As far as I can tell, Bannum never sought a non-conforming use variance with respect to the East Washington Street property, the location at which the Dismas halfway house was operated until 1985. Mr. David Lowry, the director of Dismas House, did indicate that he or his counsel submitted three affidavits to the City of Louisville’s Department of Licenses, Permits and Inspections in an effort to establish a non-conforming use for Bannum’s Clay Street property. (It was the Clay Street property where Bannum’s administrative offices were located; there was no halfway house there.)

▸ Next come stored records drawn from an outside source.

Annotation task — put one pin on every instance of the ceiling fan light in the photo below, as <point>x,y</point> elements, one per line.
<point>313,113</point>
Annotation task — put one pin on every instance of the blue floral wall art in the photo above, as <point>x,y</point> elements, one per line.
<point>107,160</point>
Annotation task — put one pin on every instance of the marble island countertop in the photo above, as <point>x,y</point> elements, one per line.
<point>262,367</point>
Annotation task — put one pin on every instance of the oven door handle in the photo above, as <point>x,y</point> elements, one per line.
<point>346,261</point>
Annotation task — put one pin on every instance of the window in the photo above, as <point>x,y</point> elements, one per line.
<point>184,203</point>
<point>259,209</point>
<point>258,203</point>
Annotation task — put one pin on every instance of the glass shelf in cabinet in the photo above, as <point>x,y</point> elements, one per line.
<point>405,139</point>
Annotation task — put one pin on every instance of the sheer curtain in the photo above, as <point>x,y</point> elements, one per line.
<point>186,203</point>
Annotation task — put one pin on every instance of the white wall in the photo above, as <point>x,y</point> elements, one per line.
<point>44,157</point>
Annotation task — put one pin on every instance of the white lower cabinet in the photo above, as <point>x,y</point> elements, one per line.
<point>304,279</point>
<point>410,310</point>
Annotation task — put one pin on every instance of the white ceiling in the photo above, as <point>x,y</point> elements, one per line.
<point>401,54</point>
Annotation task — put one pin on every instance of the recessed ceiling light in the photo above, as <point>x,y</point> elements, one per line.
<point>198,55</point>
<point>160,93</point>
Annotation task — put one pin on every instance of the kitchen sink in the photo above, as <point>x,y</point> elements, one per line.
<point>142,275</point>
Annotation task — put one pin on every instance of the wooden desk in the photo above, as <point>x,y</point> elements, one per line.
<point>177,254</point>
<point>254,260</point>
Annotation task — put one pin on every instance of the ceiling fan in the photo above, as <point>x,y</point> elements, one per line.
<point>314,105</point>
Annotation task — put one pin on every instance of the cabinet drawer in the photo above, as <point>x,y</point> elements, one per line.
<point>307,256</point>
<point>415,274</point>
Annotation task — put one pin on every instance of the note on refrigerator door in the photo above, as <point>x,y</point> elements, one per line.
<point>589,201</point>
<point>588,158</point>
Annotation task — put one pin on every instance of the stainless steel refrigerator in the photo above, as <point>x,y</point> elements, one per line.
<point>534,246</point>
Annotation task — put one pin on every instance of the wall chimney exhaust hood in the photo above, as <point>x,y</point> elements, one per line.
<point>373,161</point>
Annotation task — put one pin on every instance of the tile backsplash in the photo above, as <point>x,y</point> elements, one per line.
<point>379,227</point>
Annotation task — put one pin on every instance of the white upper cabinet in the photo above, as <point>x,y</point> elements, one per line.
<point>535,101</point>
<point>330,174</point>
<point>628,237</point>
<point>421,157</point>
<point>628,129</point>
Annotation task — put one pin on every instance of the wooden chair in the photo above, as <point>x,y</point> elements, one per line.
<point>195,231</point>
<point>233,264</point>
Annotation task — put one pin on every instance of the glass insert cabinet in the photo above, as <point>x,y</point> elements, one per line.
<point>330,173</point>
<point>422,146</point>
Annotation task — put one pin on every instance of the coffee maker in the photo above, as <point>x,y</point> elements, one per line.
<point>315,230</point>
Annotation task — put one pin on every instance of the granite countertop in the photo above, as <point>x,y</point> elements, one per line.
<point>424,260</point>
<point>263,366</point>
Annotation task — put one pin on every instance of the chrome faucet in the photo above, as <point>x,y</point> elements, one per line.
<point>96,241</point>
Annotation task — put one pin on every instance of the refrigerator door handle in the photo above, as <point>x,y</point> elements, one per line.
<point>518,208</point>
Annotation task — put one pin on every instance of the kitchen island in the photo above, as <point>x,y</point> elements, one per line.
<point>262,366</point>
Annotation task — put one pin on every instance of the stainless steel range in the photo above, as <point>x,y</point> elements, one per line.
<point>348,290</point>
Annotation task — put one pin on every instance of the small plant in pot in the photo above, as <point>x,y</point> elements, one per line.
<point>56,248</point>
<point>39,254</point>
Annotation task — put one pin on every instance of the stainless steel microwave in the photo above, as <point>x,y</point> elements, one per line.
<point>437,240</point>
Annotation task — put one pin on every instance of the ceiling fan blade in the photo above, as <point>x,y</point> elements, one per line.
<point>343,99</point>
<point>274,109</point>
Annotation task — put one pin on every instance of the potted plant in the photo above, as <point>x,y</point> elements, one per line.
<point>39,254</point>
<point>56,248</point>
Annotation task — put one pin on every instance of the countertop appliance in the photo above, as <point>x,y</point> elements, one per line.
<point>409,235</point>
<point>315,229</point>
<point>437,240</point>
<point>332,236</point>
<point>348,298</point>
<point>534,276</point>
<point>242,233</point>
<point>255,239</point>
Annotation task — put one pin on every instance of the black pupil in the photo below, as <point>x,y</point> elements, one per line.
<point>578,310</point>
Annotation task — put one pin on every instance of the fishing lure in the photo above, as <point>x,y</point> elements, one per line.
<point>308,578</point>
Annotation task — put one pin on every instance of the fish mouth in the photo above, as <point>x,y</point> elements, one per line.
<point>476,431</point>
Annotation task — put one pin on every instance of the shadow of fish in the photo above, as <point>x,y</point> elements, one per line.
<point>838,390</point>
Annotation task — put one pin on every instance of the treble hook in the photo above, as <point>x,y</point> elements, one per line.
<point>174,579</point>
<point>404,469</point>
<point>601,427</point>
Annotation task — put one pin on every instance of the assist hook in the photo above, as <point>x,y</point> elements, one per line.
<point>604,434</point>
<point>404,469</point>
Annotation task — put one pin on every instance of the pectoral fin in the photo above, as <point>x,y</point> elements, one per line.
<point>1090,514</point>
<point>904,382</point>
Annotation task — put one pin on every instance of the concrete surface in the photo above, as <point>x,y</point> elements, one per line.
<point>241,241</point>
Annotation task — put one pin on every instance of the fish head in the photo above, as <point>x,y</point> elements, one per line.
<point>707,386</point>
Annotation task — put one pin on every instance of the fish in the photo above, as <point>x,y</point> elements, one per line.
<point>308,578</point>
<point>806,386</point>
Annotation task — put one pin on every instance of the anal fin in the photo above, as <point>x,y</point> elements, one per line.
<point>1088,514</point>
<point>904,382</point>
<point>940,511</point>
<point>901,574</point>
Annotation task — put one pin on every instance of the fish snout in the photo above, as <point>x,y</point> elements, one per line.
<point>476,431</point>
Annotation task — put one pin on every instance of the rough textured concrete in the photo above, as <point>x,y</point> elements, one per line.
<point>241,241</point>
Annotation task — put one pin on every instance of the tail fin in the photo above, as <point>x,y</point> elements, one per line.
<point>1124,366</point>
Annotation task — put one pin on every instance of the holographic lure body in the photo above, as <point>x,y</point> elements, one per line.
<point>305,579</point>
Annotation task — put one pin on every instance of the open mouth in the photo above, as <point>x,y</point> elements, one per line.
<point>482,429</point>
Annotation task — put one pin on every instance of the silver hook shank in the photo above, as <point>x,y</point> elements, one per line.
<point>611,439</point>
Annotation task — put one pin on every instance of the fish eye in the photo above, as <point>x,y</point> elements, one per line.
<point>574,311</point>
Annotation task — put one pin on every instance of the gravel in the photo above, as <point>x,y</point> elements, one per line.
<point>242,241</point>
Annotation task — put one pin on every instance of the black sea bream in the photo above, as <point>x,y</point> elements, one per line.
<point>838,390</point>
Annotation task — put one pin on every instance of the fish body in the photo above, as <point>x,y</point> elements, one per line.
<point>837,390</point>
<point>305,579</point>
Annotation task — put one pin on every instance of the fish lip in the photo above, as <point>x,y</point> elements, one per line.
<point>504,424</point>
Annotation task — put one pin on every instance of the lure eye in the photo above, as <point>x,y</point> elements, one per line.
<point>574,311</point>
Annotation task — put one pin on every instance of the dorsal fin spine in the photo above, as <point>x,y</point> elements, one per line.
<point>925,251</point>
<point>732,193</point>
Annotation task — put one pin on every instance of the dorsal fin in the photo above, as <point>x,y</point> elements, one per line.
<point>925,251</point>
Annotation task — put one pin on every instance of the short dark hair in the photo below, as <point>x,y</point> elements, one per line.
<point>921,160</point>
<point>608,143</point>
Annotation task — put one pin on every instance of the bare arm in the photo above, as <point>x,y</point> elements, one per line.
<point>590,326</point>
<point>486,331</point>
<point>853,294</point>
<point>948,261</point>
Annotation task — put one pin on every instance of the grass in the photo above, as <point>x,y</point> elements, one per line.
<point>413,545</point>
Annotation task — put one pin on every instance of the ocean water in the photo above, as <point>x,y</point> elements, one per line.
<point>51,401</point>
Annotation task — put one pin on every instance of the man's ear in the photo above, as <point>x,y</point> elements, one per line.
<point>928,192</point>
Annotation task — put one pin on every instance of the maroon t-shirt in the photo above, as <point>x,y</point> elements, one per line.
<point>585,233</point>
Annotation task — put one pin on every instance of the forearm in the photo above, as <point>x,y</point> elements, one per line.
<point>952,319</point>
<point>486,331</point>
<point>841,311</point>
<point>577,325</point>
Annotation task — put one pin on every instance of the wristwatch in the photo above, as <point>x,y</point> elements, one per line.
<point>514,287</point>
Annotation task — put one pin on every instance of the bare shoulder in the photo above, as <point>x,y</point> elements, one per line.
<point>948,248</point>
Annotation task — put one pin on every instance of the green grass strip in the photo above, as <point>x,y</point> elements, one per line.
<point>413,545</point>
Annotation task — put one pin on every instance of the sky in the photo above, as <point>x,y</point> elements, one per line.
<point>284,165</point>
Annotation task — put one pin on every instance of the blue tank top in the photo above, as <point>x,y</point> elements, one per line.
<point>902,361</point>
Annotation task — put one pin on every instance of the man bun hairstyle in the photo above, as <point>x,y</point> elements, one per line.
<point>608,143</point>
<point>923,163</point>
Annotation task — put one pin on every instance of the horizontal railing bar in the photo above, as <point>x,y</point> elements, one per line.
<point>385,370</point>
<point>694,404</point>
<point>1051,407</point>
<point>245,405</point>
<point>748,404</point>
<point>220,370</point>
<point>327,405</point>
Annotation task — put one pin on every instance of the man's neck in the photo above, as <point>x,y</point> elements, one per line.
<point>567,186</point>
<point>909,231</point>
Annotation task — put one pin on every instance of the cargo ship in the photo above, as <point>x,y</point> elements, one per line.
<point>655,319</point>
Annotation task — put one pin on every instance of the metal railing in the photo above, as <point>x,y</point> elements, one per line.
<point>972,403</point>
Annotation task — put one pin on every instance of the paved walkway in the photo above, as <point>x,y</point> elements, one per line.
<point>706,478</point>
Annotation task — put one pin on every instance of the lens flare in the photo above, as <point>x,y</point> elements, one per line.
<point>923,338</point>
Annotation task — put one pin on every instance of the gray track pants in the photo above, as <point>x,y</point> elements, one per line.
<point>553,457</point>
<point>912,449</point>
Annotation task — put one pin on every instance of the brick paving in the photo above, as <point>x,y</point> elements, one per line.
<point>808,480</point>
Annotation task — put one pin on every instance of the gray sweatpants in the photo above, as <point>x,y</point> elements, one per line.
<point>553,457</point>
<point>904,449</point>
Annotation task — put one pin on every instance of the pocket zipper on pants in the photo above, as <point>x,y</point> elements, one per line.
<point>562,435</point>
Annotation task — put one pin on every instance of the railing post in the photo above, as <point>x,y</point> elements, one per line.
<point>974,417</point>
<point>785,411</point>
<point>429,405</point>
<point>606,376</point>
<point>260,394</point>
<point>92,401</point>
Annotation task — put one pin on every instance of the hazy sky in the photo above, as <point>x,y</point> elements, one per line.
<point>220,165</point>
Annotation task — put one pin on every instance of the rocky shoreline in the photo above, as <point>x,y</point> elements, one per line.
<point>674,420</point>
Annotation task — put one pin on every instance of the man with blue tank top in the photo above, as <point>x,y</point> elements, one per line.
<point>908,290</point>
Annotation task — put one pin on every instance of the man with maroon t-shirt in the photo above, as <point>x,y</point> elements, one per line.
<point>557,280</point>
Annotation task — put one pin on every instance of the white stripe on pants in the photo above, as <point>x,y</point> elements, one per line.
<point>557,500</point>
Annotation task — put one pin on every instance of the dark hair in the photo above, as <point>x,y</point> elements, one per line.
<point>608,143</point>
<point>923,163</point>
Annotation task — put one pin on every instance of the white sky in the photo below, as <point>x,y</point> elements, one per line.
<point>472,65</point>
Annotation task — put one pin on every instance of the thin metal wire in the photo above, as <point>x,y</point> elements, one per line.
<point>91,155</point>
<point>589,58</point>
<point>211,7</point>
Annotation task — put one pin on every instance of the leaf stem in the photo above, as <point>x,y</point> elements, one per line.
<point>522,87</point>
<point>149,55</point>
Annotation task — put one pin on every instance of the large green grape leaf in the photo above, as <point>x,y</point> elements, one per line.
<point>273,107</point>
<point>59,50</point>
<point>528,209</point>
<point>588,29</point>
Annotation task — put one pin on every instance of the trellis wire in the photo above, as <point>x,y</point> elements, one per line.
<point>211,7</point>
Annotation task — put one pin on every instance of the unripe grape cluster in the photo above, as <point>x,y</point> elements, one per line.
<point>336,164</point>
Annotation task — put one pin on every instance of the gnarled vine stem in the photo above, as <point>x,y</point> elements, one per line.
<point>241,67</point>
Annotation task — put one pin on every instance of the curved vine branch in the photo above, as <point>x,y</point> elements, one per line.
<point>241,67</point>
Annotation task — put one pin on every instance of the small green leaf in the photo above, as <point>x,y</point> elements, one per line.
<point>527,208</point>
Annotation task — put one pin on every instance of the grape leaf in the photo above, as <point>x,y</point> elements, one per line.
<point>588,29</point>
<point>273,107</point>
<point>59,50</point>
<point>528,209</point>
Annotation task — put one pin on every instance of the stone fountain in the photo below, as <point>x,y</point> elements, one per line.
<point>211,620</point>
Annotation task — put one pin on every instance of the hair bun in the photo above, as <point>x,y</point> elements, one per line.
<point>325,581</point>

The City’s response to this submission, contained in a letter dated January 15, 1986, stated that the claim for nonconforming use status “must be heard by the Board of Zoning Adjustments and cannot be administratively decided by the City of Louisville Department of Licenses, Permits and Inspections.” The letter went on to say that the Board of Zoning Adjustment would have to issue a conditional use permit: “In reviewing this matter with Mr. Alex Talbott, the attorney for the Jefferson County Planning Commission and Board of Zoning Adjustment, I learned that it was his opinion that the proposed use to which your client plans to put the Clay Street property is properly categorized as an institutional use and that a conditional use permit will be required for such use in an M-2 zoning district and in any zoning district in the city.”
Bannum was thus told in so many words that “a conditional use permit will be required.” Although Bannum admits that it could have applied for such permit, it never did so. There was no permit application at all, “meaningful” or otherwise. And there was certainly no conclusive determination that a permit would not be issued.
If Bannum had submitted a properly documented permit application, the company would have been entitled to a public hearing before the Louisville and Jefferson County Board of Zoning Adjustment. City officials and residents of whatever neighborhood Bannum ultimately selected as a proposed site1 would have had an opportunity to testify in opposition to the granting of a permit, and perhaps they would have done so. I am not prepared to say, however, that the Board of Zoning Adjustment *1367would necessarily have denied Bannum a permit regardless of what location was proposed and regardless of what justification Bannum offered for that location. Neither am I prepared to say, where group housing for convicted felons is concerned, that the Equal Protection Clause is violated by the mere requirement for filing an application for a conditional use permit.

. Bannum was not wedded to either the East Washington Street property or the Clay Street property. Mr. Lowry testified that if he had been told that there was some zoning district other than an M-2 district in which the proposed facility could be located without a permit, he would have made an effort to move there.